Dubai's new law for public-private cooperation creates opportunities

The eagerly anticipated public-private partnership (PPP) law came into force in November 2015, ushering in what could be a new era in infrastructure development. The idea is to empower investors, both foreign and domestic, to take a bigger long-term role in financing and operating large projects. The law is expected to have an immediate impact in several key sectors. Infrastructure is a primary one, with PPPs considered a likely approach for expanding Al Maktoum International Airport, extending the metro system and building up the World Expo 2020 site in a fast-developing area known as Dubai South.

In the past in Dubai PPP structures have been allowed in utilities projects. Most infrastructure projects have been contracted out by the Dubai government, and on completion handed back to the emirate for ownership and management. The new law makes PPPs possible in other areas. “The private sector will be offered the opportunity to play a more strategic role in the design, construction, financing, and ongoing operation and maintenance,” according to Adrian Creed, projects partner at law firm Clyde & Co.

Greater Freedom

The new law offers flexibility in project structure, allowing for leases, concessions, management contracts and various ownership structures or revenue-sharing mechanisms.

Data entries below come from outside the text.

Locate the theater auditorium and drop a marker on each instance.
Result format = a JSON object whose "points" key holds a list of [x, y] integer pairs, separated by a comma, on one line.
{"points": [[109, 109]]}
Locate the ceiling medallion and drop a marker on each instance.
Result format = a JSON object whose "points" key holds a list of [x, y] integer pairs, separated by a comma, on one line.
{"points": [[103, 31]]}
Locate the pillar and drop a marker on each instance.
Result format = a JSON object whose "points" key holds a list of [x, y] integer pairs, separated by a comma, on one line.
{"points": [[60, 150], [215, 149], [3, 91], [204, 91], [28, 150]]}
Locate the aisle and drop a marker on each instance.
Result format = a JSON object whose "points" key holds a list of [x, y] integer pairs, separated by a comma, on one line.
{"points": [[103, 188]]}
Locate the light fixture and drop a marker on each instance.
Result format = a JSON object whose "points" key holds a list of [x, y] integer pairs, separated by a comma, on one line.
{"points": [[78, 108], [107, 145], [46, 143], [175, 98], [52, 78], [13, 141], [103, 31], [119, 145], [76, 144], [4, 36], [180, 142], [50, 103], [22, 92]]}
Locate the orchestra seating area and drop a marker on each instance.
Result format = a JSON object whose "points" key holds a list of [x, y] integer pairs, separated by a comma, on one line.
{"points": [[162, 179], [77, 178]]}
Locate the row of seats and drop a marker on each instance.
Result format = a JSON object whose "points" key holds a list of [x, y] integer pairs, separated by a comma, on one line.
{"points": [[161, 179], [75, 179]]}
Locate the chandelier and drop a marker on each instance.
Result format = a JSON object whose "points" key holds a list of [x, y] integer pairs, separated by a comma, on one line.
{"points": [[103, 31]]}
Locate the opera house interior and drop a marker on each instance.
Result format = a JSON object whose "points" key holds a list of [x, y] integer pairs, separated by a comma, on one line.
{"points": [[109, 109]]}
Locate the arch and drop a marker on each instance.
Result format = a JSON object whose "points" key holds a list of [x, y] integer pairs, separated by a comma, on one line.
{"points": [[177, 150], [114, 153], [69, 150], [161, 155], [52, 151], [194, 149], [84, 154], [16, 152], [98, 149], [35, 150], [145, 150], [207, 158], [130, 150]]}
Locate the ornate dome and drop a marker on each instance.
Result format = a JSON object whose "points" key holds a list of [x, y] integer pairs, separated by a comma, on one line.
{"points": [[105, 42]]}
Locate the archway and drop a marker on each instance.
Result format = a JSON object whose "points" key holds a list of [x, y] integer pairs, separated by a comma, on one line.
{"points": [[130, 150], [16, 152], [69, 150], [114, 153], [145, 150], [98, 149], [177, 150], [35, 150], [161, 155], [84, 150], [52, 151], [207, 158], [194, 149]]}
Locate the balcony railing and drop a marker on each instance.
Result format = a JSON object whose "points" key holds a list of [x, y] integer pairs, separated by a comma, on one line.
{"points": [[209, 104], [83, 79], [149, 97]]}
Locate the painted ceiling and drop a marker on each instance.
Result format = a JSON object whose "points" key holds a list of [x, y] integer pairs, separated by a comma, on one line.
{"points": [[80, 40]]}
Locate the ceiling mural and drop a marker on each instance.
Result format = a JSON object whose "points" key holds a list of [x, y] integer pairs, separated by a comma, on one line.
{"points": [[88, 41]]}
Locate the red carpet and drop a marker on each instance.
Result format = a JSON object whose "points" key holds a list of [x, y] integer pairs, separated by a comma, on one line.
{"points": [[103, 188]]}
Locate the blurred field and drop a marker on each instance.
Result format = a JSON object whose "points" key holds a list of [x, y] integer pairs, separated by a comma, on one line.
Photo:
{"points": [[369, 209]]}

Common to them all is the trade-off of greater involvement by outside investors in exchange for allowing them more participation in design and revenue sharing. The move, which echoes others in the region, comes at a time when project financing is expected to be more difficult due to lower oil prices affecting government revenues. Dubai has not been directly impacted, as it is not an oil exporter, but the indirect impacts from the regionally integrated economy have set the table for PPPs to help finance the state’s development aims.

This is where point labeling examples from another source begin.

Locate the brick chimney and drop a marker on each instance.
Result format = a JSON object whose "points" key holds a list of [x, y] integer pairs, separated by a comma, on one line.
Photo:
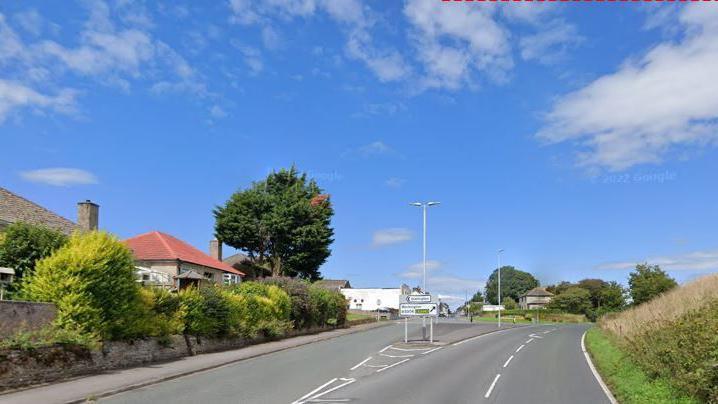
{"points": [[88, 215], [215, 250]]}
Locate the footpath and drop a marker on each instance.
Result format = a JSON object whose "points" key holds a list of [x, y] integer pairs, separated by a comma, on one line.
{"points": [[88, 388]]}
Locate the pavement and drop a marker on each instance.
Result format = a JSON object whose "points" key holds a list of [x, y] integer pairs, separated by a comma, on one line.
{"points": [[468, 363]]}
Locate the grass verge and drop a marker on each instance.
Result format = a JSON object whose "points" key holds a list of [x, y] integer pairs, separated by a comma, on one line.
{"points": [[628, 383]]}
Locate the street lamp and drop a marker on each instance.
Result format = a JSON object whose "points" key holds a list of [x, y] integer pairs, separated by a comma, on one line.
{"points": [[424, 206], [498, 258]]}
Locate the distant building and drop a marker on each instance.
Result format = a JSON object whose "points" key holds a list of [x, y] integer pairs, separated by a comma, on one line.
{"points": [[536, 298], [14, 208], [163, 260], [333, 284], [370, 299]]}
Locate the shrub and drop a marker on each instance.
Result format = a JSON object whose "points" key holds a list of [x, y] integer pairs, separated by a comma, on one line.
{"points": [[91, 281], [298, 291], [675, 336], [22, 245]]}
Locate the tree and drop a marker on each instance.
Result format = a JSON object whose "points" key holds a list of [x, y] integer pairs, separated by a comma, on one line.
{"points": [[282, 222], [573, 300], [22, 245], [91, 280], [647, 282], [514, 283], [509, 303]]}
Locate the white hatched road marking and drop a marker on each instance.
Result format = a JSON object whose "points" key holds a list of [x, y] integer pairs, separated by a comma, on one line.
{"points": [[493, 384], [428, 352], [392, 365], [396, 356], [361, 363]]}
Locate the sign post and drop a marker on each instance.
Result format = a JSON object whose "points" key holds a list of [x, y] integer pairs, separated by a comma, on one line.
{"points": [[418, 306]]}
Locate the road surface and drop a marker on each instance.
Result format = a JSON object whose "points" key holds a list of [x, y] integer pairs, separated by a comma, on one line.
{"points": [[538, 364]]}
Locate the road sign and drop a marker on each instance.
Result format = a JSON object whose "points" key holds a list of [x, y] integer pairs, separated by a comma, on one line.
{"points": [[418, 310], [415, 299]]}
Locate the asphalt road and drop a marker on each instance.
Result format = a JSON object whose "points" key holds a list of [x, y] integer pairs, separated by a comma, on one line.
{"points": [[546, 366]]}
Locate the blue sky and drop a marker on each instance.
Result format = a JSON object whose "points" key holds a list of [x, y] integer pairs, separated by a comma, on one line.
{"points": [[578, 137]]}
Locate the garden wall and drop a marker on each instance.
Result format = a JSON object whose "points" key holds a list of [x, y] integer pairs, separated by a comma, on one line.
{"points": [[24, 316], [24, 367]]}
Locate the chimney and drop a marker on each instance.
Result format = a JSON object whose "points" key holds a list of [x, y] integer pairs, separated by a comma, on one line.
{"points": [[215, 250], [88, 214]]}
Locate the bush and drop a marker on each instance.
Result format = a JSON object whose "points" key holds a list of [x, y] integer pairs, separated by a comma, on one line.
{"points": [[91, 281], [22, 245], [675, 336]]}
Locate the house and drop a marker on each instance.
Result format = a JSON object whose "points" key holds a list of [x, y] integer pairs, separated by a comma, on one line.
{"points": [[334, 285], [14, 208], [371, 299], [536, 298], [167, 261]]}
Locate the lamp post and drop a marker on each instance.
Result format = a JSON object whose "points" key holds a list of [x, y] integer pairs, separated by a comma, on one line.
{"points": [[498, 259], [424, 206]]}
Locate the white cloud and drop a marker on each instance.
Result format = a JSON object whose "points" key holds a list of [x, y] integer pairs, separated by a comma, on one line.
{"points": [[60, 176], [391, 236], [693, 261], [14, 95], [394, 182], [453, 42], [665, 100], [550, 45], [415, 271]]}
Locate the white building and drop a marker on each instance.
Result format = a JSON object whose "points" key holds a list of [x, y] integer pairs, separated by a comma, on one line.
{"points": [[370, 299]]}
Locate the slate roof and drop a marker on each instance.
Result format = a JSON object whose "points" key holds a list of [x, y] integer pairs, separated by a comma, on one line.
{"points": [[537, 292], [333, 284], [158, 246], [14, 208]]}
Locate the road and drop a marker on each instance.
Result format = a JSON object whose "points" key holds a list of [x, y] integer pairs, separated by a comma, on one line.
{"points": [[542, 364]]}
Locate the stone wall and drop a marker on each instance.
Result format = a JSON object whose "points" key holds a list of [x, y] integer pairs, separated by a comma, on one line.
{"points": [[24, 316], [20, 368]]}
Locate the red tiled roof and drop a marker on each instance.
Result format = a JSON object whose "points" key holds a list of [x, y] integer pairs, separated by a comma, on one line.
{"points": [[156, 245]]}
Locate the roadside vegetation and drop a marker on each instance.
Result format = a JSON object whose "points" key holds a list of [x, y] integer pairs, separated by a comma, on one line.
{"points": [[673, 338], [90, 279], [628, 382]]}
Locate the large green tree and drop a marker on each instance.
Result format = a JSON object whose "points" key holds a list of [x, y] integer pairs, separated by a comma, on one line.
{"points": [[22, 245], [647, 282], [514, 283], [574, 300], [282, 222]]}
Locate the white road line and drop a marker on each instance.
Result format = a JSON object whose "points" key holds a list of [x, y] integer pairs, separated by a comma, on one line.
{"points": [[608, 393], [493, 384], [361, 363], [392, 365], [410, 349], [435, 349], [396, 356], [299, 400], [346, 383]]}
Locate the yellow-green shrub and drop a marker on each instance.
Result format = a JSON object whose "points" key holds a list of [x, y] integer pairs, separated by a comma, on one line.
{"points": [[91, 281], [675, 336]]}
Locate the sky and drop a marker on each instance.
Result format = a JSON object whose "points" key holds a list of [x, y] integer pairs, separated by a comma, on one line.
{"points": [[580, 138]]}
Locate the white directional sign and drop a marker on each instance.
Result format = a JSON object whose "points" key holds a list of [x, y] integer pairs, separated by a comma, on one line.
{"points": [[415, 299], [418, 309]]}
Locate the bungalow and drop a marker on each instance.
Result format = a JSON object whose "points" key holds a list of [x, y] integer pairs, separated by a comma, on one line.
{"points": [[166, 261], [536, 298], [14, 208]]}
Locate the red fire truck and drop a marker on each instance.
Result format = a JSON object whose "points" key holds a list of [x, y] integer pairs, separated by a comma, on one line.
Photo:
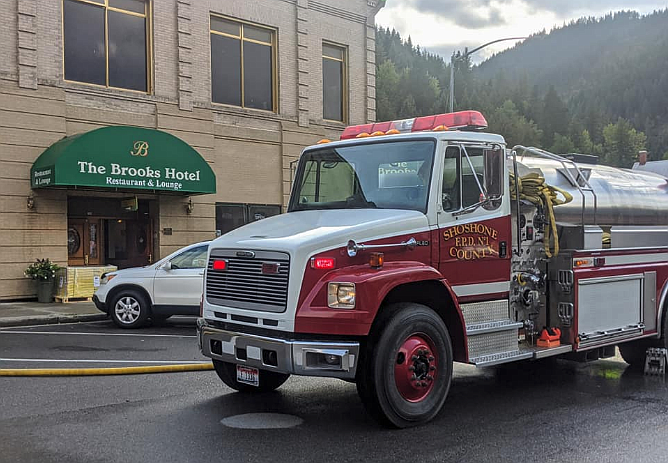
{"points": [[409, 245]]}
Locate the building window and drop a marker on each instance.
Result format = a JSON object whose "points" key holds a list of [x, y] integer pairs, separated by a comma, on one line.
{"points": [[231, 216], [106, 43], [243, 64], [334, 82]]}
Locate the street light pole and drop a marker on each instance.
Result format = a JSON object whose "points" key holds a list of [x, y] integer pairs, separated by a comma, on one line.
{"points": [[466, 54]]}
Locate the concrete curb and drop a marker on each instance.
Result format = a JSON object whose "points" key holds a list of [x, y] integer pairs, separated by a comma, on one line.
{"points": [[50, 319]]}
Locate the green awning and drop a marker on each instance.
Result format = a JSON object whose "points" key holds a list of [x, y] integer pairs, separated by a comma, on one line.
{"points": [[122, 158]]}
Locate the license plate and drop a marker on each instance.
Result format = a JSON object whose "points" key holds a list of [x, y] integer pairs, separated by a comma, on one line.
{"points": [[248, 375]]}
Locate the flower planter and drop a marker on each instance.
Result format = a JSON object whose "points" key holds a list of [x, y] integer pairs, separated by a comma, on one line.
{"points": [[45, 291]]}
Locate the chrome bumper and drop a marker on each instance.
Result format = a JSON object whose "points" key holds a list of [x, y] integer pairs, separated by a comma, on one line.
{"points": [[306, 358]]}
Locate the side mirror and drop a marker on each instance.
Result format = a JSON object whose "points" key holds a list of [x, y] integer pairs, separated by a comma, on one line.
{"points": [[494, 172]]}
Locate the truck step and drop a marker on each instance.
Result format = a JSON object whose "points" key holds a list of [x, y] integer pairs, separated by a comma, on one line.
{"points": [[493, 342], [499, 358], [484, 312], [492, 327]]}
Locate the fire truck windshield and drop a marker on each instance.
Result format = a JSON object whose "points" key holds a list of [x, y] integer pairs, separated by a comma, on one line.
{"points": [[383, 175]]}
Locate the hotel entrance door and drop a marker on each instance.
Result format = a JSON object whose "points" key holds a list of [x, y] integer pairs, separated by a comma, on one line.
{"points": [[83, 242]]}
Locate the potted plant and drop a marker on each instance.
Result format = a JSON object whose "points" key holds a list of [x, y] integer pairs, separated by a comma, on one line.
{"points": [[44, 271]]}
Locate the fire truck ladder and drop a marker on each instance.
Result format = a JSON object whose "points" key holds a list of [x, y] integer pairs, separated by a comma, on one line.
{"points": [[581, 182]]}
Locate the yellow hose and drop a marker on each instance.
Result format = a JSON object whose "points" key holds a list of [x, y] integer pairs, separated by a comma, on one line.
{"points": [[105, 371], [532, 188]]}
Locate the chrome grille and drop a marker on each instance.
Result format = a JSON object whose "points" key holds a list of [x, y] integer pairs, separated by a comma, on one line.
{"points": [[256, 280]]}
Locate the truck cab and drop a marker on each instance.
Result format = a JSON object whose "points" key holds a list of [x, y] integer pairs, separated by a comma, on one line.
{"points": [[401, 252]]}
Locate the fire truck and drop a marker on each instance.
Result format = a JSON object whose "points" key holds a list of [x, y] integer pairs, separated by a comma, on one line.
{"points": [[409, 245]]}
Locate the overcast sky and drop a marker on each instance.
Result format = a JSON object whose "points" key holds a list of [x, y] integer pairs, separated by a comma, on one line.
{"points": [[442, 26]]}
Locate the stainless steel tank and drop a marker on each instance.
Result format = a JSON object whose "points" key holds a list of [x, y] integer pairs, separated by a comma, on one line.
{"points": [[623, 197]]}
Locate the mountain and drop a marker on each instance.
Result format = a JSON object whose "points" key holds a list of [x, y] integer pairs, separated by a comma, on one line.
{"points": [[595, 85]]}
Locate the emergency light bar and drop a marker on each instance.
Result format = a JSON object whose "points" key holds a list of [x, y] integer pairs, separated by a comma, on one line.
{"points": [[462, 120]]}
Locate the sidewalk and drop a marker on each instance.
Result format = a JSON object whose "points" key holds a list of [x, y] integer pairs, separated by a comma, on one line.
{"points": [[34, 313]]}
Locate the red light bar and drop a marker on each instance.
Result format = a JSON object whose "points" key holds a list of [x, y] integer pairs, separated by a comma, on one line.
{"points": [[219, 265], [355, 130], [323, 263], [459, 120]]}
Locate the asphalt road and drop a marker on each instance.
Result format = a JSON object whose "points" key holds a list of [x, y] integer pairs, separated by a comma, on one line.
{"points": [[556, 412]]}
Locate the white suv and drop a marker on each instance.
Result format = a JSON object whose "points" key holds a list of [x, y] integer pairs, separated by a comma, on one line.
{"points": [[171, 286]]}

Projects are expected to fall under the authority of the Roads and Transport Authority, which has committed to procuring 30% of projects using the PPP model. The new law also applies to government entities funded through the Dubai government’s budget, as well as those funded in other ways, such as the government-related entities often relied on to build government-envisioned projects.


Under the new law projects of less than Dh200m ($54.4m) in value require approval only from the relevant government partner. Those worth Dh200m-500m ($54.4m-136.1m) must also receive approval from Dubai’s Department of Finance. Above that threshold, approval from Dubai’s Supreme Committee is required. Ownership regulations have not yet been put in place to determine whether special-purpose vehicles between government and foreign investors could be located in a free zone, or would be subject to local-ownership rules that require foreign investments to be structured as joint ventures in which local partners own at least 51%. Another element that is not yet clear is whether Dubai’s government will guarantee projects or potential buyers of their output. Such guarantees have been used in the past for utility projects, but according to Clyde & Co they are likely to be available only for projects that would not attract investment otherwise.

According to a review by the Dubai office of global law firm DLA Piper, other elements of the new law are that PPP agreements are limited to a maximum duration of 30 years and are exempt from existing procurement rules in Dubai law if the agreement does not contain specific provisions on the matter. While government entities looking for private sector partners have their own priorities for PPP projects, ideas can also be proposed by private investors.

The new PPP law does not specify any minimum levels of ownership or interest for the government, but any government shareholdings involved are likely to be managed by the Investment Corporation of Dubai, which is the emirate’s investment arm for holding wholly or partially owned government businesses.